AgentLite Is A Lightweight Framework for Building AI Agents | by Cobus Greyling | Sep, 2024


The study also states that LangChain is a popular library for developing applications with large language models (LLMs), offering built-in tools to create various agent types.

But says it tends to be overly complex for researchers who want to design new types of agent reasoning and architectures. Modifying LangChain for specific research needs can be difficult due to the high overhead in agent creation.
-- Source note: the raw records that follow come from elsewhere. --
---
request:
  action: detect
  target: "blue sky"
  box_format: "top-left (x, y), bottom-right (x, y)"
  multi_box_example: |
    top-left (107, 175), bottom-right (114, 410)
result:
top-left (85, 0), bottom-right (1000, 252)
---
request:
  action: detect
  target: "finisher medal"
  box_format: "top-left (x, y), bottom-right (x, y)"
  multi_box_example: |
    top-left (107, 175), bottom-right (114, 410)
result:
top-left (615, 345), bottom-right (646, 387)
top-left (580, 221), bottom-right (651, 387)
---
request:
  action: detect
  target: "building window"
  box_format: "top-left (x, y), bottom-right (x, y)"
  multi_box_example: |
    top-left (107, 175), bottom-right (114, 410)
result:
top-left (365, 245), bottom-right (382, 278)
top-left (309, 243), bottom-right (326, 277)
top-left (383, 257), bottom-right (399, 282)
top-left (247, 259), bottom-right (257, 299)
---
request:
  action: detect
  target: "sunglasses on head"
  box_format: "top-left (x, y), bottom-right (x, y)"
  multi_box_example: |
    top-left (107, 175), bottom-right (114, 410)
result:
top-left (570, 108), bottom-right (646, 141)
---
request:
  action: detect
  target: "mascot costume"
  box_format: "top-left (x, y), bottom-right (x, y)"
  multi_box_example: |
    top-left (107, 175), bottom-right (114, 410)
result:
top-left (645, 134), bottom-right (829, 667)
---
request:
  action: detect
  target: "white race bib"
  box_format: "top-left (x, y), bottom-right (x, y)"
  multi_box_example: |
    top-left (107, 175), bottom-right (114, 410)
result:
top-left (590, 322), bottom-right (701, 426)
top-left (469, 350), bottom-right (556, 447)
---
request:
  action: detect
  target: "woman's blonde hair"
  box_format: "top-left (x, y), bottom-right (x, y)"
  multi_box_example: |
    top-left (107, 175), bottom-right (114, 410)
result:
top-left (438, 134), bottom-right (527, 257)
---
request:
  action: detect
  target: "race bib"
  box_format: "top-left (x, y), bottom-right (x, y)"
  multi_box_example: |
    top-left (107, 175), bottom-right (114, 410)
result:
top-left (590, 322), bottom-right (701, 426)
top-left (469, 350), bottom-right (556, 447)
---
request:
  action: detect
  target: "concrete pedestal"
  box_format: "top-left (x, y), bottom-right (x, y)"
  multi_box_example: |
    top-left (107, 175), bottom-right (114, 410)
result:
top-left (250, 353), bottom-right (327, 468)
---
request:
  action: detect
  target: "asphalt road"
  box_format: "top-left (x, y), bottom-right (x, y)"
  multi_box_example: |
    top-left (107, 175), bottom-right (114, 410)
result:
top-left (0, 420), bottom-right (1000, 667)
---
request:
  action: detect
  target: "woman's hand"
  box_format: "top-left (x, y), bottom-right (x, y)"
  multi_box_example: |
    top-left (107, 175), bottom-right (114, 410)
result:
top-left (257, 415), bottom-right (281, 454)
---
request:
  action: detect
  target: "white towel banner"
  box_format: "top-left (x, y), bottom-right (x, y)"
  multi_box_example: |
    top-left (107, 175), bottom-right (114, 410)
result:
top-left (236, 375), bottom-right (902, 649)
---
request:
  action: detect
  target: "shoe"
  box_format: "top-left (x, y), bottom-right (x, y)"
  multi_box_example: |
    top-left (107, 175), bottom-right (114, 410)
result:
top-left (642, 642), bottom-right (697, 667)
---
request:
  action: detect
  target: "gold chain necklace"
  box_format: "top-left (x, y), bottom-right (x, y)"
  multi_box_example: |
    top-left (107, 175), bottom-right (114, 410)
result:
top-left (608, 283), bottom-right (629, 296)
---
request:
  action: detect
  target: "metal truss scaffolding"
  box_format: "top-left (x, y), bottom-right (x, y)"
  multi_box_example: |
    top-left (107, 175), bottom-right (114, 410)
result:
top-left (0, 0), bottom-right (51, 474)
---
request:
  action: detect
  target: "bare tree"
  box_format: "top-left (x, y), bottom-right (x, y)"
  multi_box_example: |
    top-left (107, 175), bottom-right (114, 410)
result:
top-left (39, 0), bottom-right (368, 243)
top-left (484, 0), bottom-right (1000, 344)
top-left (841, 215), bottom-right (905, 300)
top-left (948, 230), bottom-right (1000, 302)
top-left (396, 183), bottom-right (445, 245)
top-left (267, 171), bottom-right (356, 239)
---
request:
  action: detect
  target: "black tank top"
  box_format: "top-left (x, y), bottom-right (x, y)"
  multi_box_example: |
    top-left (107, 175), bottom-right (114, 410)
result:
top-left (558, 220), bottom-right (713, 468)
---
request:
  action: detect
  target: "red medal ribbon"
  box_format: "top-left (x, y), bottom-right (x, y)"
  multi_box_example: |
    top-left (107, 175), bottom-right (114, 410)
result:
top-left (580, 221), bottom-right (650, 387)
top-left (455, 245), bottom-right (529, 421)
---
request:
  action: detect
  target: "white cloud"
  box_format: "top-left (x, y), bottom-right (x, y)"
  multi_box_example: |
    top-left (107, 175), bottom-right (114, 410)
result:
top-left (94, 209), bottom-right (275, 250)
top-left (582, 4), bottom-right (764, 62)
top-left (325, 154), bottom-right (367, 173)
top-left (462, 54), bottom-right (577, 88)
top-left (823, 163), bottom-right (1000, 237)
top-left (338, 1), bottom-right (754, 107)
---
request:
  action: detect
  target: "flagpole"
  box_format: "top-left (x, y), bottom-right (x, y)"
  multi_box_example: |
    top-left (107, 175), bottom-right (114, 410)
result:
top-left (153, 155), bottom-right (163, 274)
While Autogen has succeeded in building LLM agents, its agent interfaces have fixed reasoning types, making it hard to adapt for other research tasks. Additionally, its architecture is limited to multi-agent conversation and code execution, which may not fit all new scenarios or benchmarks.

Below is a recorded demonstration of the AgentLite User Interface…

Source

In AgentLite, the Individual Agent serves as the foundational agent class, built on four core modules:

  1. PromptGen,
  2. Actions,
  3. LLM, and
  4. Memory

PromptGen

PromptGen is responsible for constructing the prompts that the agent sends to the LLM to generate actions.

These prompts are made up of several components, such as the agent’s role description, instructions, constraints, actions, and relevant examples.

AgentLite includes default methods to combine these elements but also provides flexibility for developers to create custom prompts for specific tasks.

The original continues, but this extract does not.